Der im Vergleich zum Vorjahr mehr als doppelt so hohe Nettoexport nach Frankreich lässt sich insbesondere auf die dortigen Nichtverfügbarkeiten von Kraftwerken zurückführen. Im letzten Jahr waren in Frankreich mehrere Kernkraftwerke aufgrund von Wartungs- und Sanierungsarbeiten geplant und teilweise ungeplant nicht verfügbar. Im Sommer verschärfte sich die Lage aufgrund der Trockenheit und der sich daraus ergebenden Schwierigkeiten für die Kühlung aufgrund niedriger Pegelstände der Flüsse. Insgesamt war die Stromerzeugung Frankreichs in 2022 mit 439,9 TWh um 14,9 Prozent geringer als im Jahr zuvor und stand einem Verbrauch in Höhe von 443,1 TWh gegenüber (Quelle: ENTSO-E). Um den dortigen Bedarf zu decken, war es daher notwendig, Strom zu importieren. Bei einem durchschnittlichen Großhandelsstrompreis von 275,88 Euro/MWh war es zudem auch wirtschaftlich lohnend, Strom aus anderen Ländern zu kaufen.

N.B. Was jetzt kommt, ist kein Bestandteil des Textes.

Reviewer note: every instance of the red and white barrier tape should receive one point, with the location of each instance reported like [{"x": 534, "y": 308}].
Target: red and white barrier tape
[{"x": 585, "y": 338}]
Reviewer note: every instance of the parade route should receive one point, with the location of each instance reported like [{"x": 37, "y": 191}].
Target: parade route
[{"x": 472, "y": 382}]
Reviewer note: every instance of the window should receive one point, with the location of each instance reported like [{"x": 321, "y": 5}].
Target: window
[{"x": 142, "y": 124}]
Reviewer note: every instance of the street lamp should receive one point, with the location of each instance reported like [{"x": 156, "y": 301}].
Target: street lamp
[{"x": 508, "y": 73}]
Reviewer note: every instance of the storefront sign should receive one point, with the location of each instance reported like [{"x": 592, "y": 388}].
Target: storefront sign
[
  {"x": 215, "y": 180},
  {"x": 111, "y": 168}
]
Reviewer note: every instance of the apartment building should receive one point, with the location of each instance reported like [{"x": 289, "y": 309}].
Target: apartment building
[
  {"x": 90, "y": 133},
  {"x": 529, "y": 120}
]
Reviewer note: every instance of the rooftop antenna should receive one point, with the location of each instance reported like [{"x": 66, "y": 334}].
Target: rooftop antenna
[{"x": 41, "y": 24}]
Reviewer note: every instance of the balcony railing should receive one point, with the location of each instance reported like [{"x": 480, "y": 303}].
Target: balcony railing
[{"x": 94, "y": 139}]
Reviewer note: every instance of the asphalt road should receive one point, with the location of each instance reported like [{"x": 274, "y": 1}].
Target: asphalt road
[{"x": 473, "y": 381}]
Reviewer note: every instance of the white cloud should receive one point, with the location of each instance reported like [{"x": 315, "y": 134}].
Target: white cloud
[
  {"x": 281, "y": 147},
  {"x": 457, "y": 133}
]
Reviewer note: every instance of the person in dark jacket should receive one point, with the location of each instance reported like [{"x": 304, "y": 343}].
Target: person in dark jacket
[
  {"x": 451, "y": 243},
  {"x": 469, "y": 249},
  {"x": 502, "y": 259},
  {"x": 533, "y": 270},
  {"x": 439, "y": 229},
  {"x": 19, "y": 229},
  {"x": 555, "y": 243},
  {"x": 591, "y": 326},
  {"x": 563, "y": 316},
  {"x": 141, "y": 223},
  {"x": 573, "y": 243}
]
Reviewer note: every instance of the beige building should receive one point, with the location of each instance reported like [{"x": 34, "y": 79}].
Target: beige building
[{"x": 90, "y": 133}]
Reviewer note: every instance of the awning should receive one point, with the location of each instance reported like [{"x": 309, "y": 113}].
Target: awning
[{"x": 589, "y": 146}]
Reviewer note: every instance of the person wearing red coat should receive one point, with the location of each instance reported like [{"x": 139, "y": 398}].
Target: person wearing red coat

___________________________________________________________________________________________
*Der Anteil des aus erneuerbaren Energien erzeugten Stroms an der Netzlast unterscheidet sich von der Berechnungsgrundlage für die Zieldefinitionen der Bundesregierung zum Ausbau der erneuerbaren Energien gemäß EEG, die sich am Bruttostromverbrauch bemisst. Die Netzlast erfasst keine Kraftwerkseigenverbräuche und keine Industrienetze, sodass bei der hier angewendeten Berechnungsgrundlage, im Vergleich zum Anteil am Bruttostromverbrauch, ein tendenziell höherer erneuerbare Energien-Anteil resultiert. Die Netzlast berechnet sich aus Nettostromerzeugung abzüglich Export-Übertragungsleistung, zuzüglich der Import-Übertragungsleistung und abzüglich der Pumparbeit von Pumpspeicherkraftwerken.

**Die verwendeten Daten zum Außenhandel bilden die geplanten Importe und Exporte aufgrund des Stromhandels ab. Die Im- und Exporte resultieren aus der Summe von allen im Stromhandel genutzten bzw. nominierten Strommengen von bzw. an die angrenzenden Länder des Verbundnetzes (sog. Verbundaustauschfahrpläne). Der Nettoexport ergibt sich aus dem Saldo von Im- und Exporten. Zur Berechnung der Kosten und Erlöse wurden die Im-/Exporte mit den stündlichen Day-Ahead Preisen auf SMARD verrechnet.

Die in den Visualisierungen dargestellten und im Text genannten Kennzahlen können nachträglich aktualisiert werden. Letzte Aktualisierung der Werte im Text mit Datenstand vom 18.01.2023
Weiterführende Informationen zu möglichen Aktualisierungen und den Datendefinitionen finden Sie im Benutzerhandbuch.